Поскольку этот момент соприкосновения Руси и татарского всемирного царства недооценивался в русской истории, недооценивалась и вся глубина исторической заслуги Св. Александра Невского. Момент завоевания Руси татарами был поистине трагическим. Перед лицом татар Россия, как единство, как государственная сила, перестала существовать. Она была сильна только своим внутренним богатством. Её внешняя риза была разодрана. Св. Александру Невскому пришлось творить эту ризу внешнего единства под ударами с востока и с запада. Кончили дело объединения Руси лишь его потомки. Но он заложил первый камень; сам стал живым основоположным камнем новой, возродившейся из развалин России.

Вся жизнь Св. Александра была отдана России. Подходить к нему можно лишь через историю, через рассмотрение его эпохи и стоявших перед ним исторических задач. Поэтому и представляется необходимым описанию его личной жизни предпослать краткий исторический обзор предшествующих ему княжений и постепенного складывания тех сил, среди которых ему пришлось управлять Русью.

* * *

Одной из особенностей русской истории является полное перенесение центра государственной жизни с юга на север, закончившееся татарским нашествием как раз во время княжения Св. Александра.

Оба события — разрушение Киевщины и усиление Суздаля — подготовлялись длительным историческим процессом. Но этот процесс был скрытым и подземным. Он нарождался медленно, проявился стремительно: в течение одного столетия. Поэтому в нём есть неожиданность катастрофы, трагическая историческая динамика.

Киевская Русь разрушилась именно тогда, когда она, казалось, укрепилась и достигла благосостояния. От Крещения Руси при Владимире прошло два с небольшим века. Южная Русь была уже христианской, православной страной. В ней была Киево-Печерская обитель с её многочисленными подвижниками. В ней были князья — подлинные христиане. Она создала свою христианскую письменность. Православие уже преломилось и преобразилось в русский дух: оказалось не простым заимствованием из Византии. Русские подвижники — и князь, и монах, и простолюдин — уже были русскими православными подвижниками, выявлявшими в своей святости русские черты. То, что осталось от тех веков — поучения, летописи, жития святых, многочисленные храмы, — ярко свидетельствуют о своеобразности Киевщины. Православие вошло в её миросозерцание и слилось с ним. Киевщина неотделима от Православия и непонятна без него. Конечно, было бы глубокой ошибкой идеализировать Древнюю Русь. Не только в народных толщах, в медвежьих углах, но и в княжеских теремах язычество ещё далеко не было преодолено. Без дикости, разгула и темноты картина Киевской Руси будет неправильна и неполна. Но разве всё то время, всё Средневековье не являет собой причудливой смеси света и тьмы, величия в святости и силы в грехе? «И свет во тьме светит и тьма не объяла его». А что этот свет светил как в княжеском тереме, так и в простой избе, свидетельствуют многие жития и сказания. Подвижники Киево-Печерской лавры приходили отовсюду, и среди них были и князья, и смерды.
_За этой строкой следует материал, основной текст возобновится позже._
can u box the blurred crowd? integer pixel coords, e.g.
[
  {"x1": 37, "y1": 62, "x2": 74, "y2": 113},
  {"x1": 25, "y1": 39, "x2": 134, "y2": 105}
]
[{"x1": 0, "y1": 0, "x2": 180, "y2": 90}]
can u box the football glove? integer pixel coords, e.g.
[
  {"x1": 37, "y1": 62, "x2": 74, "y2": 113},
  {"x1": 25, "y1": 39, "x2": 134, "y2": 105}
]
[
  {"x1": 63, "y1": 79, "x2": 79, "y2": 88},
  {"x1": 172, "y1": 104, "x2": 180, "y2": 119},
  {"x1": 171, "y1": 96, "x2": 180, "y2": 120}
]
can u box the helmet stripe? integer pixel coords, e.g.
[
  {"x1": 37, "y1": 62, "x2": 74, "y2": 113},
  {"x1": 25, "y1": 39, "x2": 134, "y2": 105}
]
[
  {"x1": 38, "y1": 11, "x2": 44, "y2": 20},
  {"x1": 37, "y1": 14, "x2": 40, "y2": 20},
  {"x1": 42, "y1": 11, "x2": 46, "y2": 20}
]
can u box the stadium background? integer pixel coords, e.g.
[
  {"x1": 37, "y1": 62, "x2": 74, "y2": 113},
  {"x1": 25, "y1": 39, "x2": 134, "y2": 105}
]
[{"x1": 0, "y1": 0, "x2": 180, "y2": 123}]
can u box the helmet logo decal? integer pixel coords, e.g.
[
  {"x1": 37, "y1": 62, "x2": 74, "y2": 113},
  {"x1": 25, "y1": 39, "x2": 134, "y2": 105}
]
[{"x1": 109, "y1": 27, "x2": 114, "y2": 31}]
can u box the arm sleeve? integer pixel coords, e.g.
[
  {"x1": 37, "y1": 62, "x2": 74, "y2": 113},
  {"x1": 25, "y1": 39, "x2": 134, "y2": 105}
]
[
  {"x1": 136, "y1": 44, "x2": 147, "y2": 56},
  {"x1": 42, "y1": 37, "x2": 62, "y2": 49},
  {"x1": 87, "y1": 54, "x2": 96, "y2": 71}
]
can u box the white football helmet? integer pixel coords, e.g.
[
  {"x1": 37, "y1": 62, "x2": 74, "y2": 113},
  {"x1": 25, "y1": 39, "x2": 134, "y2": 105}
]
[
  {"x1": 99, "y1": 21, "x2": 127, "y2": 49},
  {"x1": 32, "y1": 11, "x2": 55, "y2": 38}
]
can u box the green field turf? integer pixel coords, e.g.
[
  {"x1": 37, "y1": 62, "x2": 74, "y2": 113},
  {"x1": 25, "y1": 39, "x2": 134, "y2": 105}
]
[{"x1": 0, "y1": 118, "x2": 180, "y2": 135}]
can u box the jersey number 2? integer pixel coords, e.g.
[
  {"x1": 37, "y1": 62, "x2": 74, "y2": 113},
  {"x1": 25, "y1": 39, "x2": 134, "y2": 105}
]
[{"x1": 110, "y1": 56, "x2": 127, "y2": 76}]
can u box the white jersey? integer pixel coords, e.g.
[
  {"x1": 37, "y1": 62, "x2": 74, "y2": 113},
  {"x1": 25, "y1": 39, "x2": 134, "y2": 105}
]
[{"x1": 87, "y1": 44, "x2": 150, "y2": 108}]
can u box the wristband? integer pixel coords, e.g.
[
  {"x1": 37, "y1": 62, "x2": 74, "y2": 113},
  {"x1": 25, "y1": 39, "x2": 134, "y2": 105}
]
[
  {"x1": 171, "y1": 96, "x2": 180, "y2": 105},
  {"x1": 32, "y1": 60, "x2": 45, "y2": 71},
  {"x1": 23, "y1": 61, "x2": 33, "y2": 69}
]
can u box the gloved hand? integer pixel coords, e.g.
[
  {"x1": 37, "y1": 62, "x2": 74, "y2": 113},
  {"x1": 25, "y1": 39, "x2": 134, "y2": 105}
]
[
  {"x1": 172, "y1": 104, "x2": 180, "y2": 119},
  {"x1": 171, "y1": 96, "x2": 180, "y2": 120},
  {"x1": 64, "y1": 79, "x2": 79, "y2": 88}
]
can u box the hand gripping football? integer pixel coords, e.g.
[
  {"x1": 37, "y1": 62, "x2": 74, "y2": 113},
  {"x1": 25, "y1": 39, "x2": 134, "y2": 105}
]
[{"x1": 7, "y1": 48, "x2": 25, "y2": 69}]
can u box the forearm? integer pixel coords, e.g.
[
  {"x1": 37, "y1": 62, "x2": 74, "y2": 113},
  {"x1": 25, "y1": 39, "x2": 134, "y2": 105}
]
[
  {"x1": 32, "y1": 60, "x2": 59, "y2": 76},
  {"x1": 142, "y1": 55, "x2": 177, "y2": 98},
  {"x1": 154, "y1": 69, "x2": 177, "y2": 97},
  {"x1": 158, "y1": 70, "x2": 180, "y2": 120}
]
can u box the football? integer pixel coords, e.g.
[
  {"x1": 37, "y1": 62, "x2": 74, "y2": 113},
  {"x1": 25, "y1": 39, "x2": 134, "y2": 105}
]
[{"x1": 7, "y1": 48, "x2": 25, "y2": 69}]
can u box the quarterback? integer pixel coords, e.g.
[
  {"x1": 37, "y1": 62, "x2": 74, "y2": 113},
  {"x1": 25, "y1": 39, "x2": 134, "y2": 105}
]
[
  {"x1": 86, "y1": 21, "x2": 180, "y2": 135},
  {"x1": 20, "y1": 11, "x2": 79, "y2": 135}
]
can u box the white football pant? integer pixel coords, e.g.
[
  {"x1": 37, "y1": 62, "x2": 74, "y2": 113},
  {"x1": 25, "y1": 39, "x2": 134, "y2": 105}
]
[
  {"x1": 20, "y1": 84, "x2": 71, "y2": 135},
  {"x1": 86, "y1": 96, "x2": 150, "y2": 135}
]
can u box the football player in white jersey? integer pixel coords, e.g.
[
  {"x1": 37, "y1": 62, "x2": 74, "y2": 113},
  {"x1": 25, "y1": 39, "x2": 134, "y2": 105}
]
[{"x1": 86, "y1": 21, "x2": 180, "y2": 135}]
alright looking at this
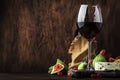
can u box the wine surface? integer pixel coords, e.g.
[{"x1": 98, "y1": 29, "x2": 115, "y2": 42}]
[{"x1": 77, "y1": 22, "x2": 102, "y2": 41}]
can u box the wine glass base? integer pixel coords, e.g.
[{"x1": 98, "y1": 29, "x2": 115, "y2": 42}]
[{"x1": 86, "y1": 64, "x2": 94, "y2": 71}]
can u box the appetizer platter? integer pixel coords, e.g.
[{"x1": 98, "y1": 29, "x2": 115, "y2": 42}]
[{"x1": 48, "y1": 49, "x2": 120, "y2": 78}]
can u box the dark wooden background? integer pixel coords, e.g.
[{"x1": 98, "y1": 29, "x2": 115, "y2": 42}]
[{"x1": 0, "y1": 0, "x2": 120, "y2": 73}]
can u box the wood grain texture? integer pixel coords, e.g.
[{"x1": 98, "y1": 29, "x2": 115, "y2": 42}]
[{"x1": 0, "y1": 0, "x2": 120, "y2": 73}]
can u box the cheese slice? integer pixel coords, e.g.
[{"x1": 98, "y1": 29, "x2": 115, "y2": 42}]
[{"x1": 95, "y1": 62, "x2": 120, "y2": 71}]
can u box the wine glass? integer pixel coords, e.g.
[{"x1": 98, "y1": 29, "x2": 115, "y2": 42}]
[{"x1": 77, "y1": 4, "x2": 103, "y2": 70}]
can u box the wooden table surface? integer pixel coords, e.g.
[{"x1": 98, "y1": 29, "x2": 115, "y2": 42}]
[{"x1": 0, "y1": 73, "x2": 119, "y2": 80}]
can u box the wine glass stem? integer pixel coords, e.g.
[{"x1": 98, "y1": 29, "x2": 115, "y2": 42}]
[{"x1": 88, "y1": 41, "x2": 92, "y2": 71}]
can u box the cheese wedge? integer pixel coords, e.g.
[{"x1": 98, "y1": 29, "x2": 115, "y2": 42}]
[{"x1": 95, "y1": 62, "x2": 120, "y2": 71}]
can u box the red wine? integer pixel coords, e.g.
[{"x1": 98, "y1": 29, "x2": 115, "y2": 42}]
[{"x1": 77, "y1": 22, "x2": 102, "y2": 41}]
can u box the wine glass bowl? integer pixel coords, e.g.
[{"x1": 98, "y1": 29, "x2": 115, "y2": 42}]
[{"x1": 77, "y1": 4, "x2": 103, "y2": 70}]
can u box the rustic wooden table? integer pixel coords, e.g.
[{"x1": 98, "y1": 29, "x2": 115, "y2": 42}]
[{"x1": 0, "y1": 73, "x2": 119, "y2": 80}]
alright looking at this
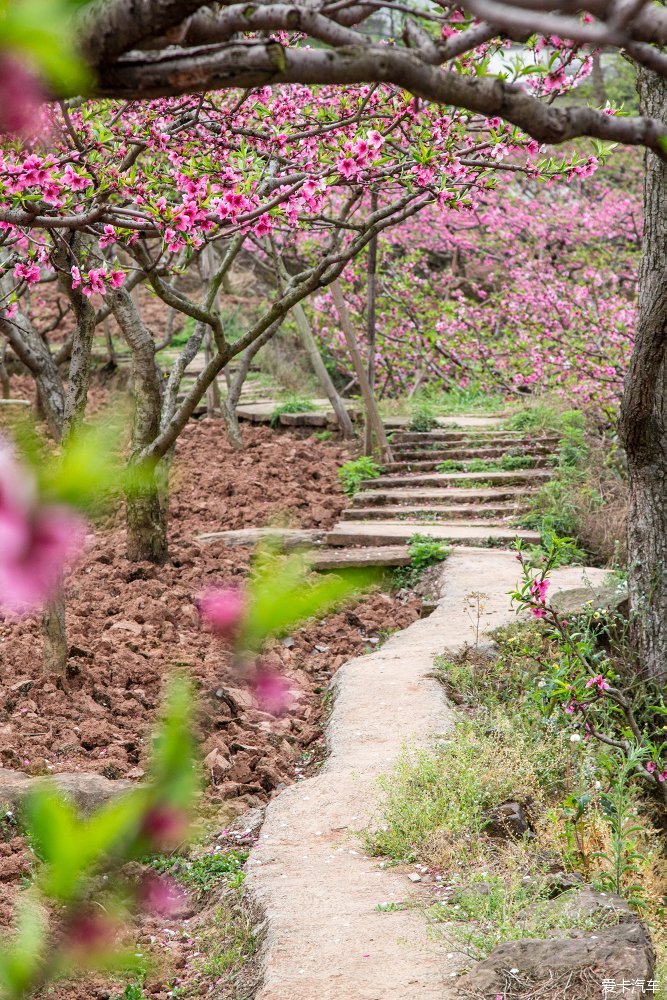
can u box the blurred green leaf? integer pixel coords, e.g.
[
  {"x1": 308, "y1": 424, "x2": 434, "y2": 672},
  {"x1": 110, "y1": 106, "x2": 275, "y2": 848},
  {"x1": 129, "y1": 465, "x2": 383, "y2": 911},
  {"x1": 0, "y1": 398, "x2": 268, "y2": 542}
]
[
  {"x1": 0, "y1": 0, "x2": 93, "y2": 93},
  {"x1": 240, "y1": 543, "x2": 378, "y2": 652},
  {"x1": 0, "y1": 896, "x2": 47, "y2": 998},
  {"x1": 146, "y1": 675, "x2": 198, "y2": 812}
]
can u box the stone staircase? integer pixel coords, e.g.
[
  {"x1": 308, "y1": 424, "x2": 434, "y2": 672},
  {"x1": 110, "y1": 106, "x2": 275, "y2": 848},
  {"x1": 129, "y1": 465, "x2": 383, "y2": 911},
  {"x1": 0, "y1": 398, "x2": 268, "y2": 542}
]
[{"x1": 312, "y1": 421, "x2": 555, "y2": 569}]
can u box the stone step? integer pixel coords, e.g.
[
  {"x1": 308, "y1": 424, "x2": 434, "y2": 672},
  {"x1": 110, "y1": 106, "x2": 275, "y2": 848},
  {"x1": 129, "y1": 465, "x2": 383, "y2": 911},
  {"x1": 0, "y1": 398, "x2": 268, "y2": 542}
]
[
  {"x1": 354, "y1": 486, "x2": 535, "y2": 506},
  {"x1": 389, "y1": 431, "x2": 557, "y2": 445},
  {"x1": 390, "y1": 444, "x2": 554, "y2": 461},
  {"x1": 312, "y1": 545, "x2": 412, "y2": 569},
  {"x1": 343, "y1": 503, "x2": 528, "y2": 521},
  {"x1": 384, "y1": 455, "x2": 551, "y2": 474},
  {"x1": 384, "y1": 415, "x2": 508, "y2": 429},
  {"x1": 326, "y1": 520, "x2": 540, "y2": 547},
  {"x1": 361, "y1": 469, "x2": 551, "y2": 490}
]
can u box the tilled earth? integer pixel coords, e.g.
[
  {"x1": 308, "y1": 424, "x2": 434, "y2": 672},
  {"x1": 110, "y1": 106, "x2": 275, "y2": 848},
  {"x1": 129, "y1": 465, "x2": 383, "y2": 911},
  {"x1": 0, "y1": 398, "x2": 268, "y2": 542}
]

Все сведения о последнем столетии Киевской Руси говорят и о её внешней силе. К началу XIII века она достигла богатства и широты быта. Описания иностранцев представляют Киев богатым городом, с множеством церквей, монастырей, княжих палат и торжищ. Русские князья созидали библиотеки и устраивали школы. Многие из них владели несколькими иностранными языками. Они входили в сношения с иностранными королями и роднились с ними. Вся жизнь и быт князей и «больших» людей были богатыми и красочными.

Но несмотря на это благосостояние, в Киевской Руси были внутренние недуги, медленно её разрушавшие.

За три века бытия в Киевской Руси уже начало слагаться сознание национального единства «всей русской земли». Но государственная власть не соответствовала этому единству. Князья «несли розно» русскую землю. Они не были связаны с землёй и установившимся в ней земским строем. Они переходили со стола на стол. Их конечной целью было великое Киевское княжение. Поэтому в уделах они были временными пришельцами, не связанными с земским строем. Сам переход со стола на стол вызывал распри. Этот порядок делался труднее с увеличением княжеского рода. Передвижение со стола на стол запутывалось всё больше и больше.

Меч был единственным средством разрешать эту путаницу. Удалые и умные князья начали захватывать уделы, не считаясь с правом старшинства. Земская Русь также начала вторгаться в дело размещения князей, призывая к себе князей вне очереди и старшинства. Князья вовлекали в свои распри уделы, бросая Киев на Чернигов, Переяславль на Смоленск. Усобицы сопровождались обычным разграблением, поджогами, уводами скота. Южная Русь сама разрушала себя и при наличии сознания единства делилась на враждебные области.

Но была ещё причина, медленно подтачивавшая силу Южной Руси. Приднепровская Русь лежала на границе степей, в глубине которых сменялись кочующие орды. При единстве власти Русь, быть может, могла бы отбиться от степей. Но постоянные усобицы делали её беззащитной. Некоторые из князей в пылу междоусобной борьбы сами стали наводить половцев на русские пределы.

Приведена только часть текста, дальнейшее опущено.